Guilin Rice Terrace Photography Tours
The terraces around Ping'an village are flooded for spring planting, creating 880 hectares (2,175 acres) of natural mirrors that reflect sunrise like broken glass. March's morning mist rises from the valleys, creating those classic layered landscape shots - but unlike summer, the afternoons stay clear enough for long-distance views of the 1,200-year-old villages perched on ridge tops.
Shanghai Art Gallery Walks
March gallery openings coincide with the city's art week - the former French Concession's colonial mansions transform into pop-up exhibition spaces. The walk from Fuxing Park to Tianzifang covers 50+ galleries in 2 km (1.2 miles), with temperature-perfect weather for ducking in and out of courtyard spaces. The smell of camellia blossoms from residential gardens mingles with coffee from the 1920s-era cafes that now serve as unofficial gallery annexes.
March Events & Festivals
Shanghai International Literary Festival
English-language authors from 15+ countries read in historic venues like the 1920s Peace Hotel ballroom. The festival happens across multiple bookshops where you can browse Chinese translations of international bestsellers alongside 30-year-old propaganda posters that shops still stock in back rooms.

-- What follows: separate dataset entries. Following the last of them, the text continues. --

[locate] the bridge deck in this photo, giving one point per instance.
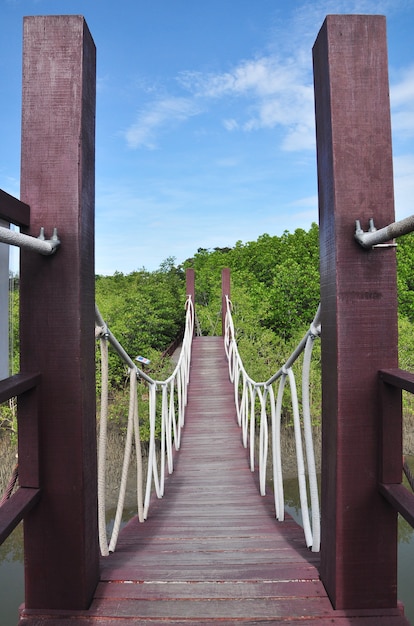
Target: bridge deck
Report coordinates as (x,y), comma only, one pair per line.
(212,550)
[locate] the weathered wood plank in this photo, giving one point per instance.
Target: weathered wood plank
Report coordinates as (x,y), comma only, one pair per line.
(358,296)
(211,550)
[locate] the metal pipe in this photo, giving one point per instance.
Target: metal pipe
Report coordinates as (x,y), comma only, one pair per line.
(40,244)
(376,237)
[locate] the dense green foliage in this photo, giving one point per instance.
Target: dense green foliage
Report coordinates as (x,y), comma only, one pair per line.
(145,312)
(274,292)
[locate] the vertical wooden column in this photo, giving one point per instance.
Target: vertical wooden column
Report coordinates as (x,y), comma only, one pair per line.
(190,286)
(359,307)
(225,291)
(57,308)
(4,307)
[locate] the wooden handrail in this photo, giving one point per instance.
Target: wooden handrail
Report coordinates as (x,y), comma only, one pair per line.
(390,480)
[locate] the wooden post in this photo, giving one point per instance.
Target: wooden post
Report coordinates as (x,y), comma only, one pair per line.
(190,283)
(4,307)
(225,291)
(359,307)
(57,308)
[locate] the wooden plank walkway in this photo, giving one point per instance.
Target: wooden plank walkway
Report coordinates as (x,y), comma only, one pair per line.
(212,550)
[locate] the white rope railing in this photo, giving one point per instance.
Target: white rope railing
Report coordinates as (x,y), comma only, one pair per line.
(173,402)
(248,394)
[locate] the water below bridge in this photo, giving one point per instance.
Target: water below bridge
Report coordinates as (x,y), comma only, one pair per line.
(11,554)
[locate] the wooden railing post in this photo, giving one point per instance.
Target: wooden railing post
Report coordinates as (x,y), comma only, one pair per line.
(190,286)
(359,307)
(57,309)
(225,291)
(190,283)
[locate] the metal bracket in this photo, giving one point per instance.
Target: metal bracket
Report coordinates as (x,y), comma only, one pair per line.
(54,242)
(374,238)
(36,244)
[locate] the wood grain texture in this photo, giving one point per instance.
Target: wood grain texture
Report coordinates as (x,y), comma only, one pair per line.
(212,550)
(57,299)
(359,307)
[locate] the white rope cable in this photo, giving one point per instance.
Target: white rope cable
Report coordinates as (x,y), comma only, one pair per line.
(299,458)
(310,452)
(173,404)
(245,400)
(127,459)
(102,444)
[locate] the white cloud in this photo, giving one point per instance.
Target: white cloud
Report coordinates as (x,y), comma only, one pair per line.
(157,115)
(404,185)
(402,104)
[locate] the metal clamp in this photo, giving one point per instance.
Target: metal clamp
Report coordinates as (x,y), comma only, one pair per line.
(36,244)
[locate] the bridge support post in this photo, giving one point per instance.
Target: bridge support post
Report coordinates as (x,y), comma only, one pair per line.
(225,291)
(359,307)
(57,309)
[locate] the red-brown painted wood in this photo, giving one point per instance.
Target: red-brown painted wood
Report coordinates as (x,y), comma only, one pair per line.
(13,210)
(359,307)
(57,309)
(211,550)
(190,283)
(15,508)
(225,291)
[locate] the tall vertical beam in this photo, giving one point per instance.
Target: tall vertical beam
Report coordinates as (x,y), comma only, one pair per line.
(225,291)
(190,282)
(4,307)
(190,287)
(359,306)
(57,308)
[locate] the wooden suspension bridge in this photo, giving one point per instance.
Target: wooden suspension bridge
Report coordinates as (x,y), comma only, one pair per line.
(211,550)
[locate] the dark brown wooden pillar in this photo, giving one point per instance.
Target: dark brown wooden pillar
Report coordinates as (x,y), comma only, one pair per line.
(359,307)
(190,283)
(57,308)
(190,287)
(225,291)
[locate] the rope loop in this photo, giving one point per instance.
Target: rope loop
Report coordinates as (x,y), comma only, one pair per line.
(246,395)
(170,416)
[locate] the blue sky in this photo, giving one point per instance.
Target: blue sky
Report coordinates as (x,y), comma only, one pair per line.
(205,118)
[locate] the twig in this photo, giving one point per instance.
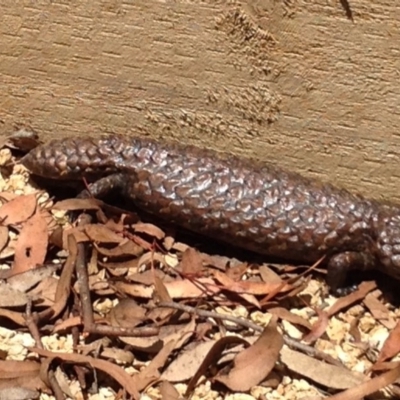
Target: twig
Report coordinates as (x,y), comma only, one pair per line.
(89,325)
(294,344)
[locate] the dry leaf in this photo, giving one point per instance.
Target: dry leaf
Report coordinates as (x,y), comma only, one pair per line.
(149,229)
(328,375)
(101,234)
(191,264)
(31,246)
(122,377)
(253,364)
(78,204)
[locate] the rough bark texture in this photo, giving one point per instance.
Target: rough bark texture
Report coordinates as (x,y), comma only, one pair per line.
(295,83)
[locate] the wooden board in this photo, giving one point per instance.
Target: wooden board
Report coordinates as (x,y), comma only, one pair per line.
(295,83)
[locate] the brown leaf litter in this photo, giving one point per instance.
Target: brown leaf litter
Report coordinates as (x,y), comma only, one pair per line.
(109,306)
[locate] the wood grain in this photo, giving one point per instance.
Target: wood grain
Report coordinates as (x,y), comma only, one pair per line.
(295,83)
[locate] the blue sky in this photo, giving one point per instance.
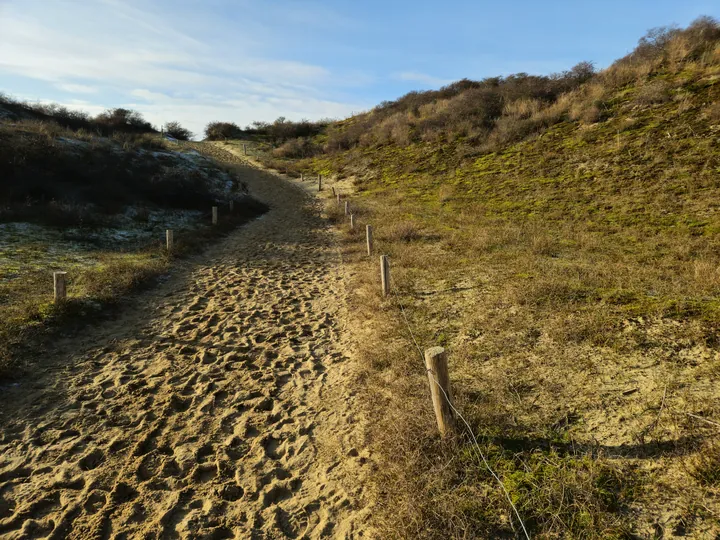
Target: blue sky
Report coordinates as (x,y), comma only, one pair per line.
(201,60)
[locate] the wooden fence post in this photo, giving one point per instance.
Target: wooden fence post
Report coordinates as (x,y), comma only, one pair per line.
(436,365)
(59,286)
(385,274)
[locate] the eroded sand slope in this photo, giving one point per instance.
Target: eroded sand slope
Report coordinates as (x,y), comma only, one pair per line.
(219,406)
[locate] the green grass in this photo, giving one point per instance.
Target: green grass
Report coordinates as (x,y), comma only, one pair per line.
(574,276)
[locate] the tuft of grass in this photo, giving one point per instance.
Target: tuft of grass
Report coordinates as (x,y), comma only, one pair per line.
(705,466)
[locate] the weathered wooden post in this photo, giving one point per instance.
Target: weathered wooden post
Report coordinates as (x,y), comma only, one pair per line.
(385,274)
(59,286)
(436,365)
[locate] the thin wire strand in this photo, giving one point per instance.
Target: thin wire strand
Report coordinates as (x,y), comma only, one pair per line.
(476,444)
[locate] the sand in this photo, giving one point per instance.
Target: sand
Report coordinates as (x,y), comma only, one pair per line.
(218,405)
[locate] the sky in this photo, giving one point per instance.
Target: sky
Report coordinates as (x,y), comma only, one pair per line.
(196,61)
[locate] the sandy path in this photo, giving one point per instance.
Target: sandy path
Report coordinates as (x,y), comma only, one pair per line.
(216,407)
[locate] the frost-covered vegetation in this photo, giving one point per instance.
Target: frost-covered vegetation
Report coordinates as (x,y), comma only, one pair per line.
(97,208)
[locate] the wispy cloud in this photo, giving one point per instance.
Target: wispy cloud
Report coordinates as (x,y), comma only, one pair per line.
(123,53)
(71,88)
(422,78)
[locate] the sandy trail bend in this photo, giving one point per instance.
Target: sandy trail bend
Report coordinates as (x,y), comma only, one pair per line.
(216,407)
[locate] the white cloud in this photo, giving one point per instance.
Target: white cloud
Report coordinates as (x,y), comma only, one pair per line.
(421,78)
(76,88)
(125,55)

Qingming Festival Preparations
While the actual festival is early April, March sees families preparing paper money and food offerings. Visit Beijing's Niujie Mosque area to watch master craftsmen making paper iPhones and sports cars - the modern version of traditional burial goods. The smell of burning incense and paper creates a distinct late-March atmosphere around cemeteries.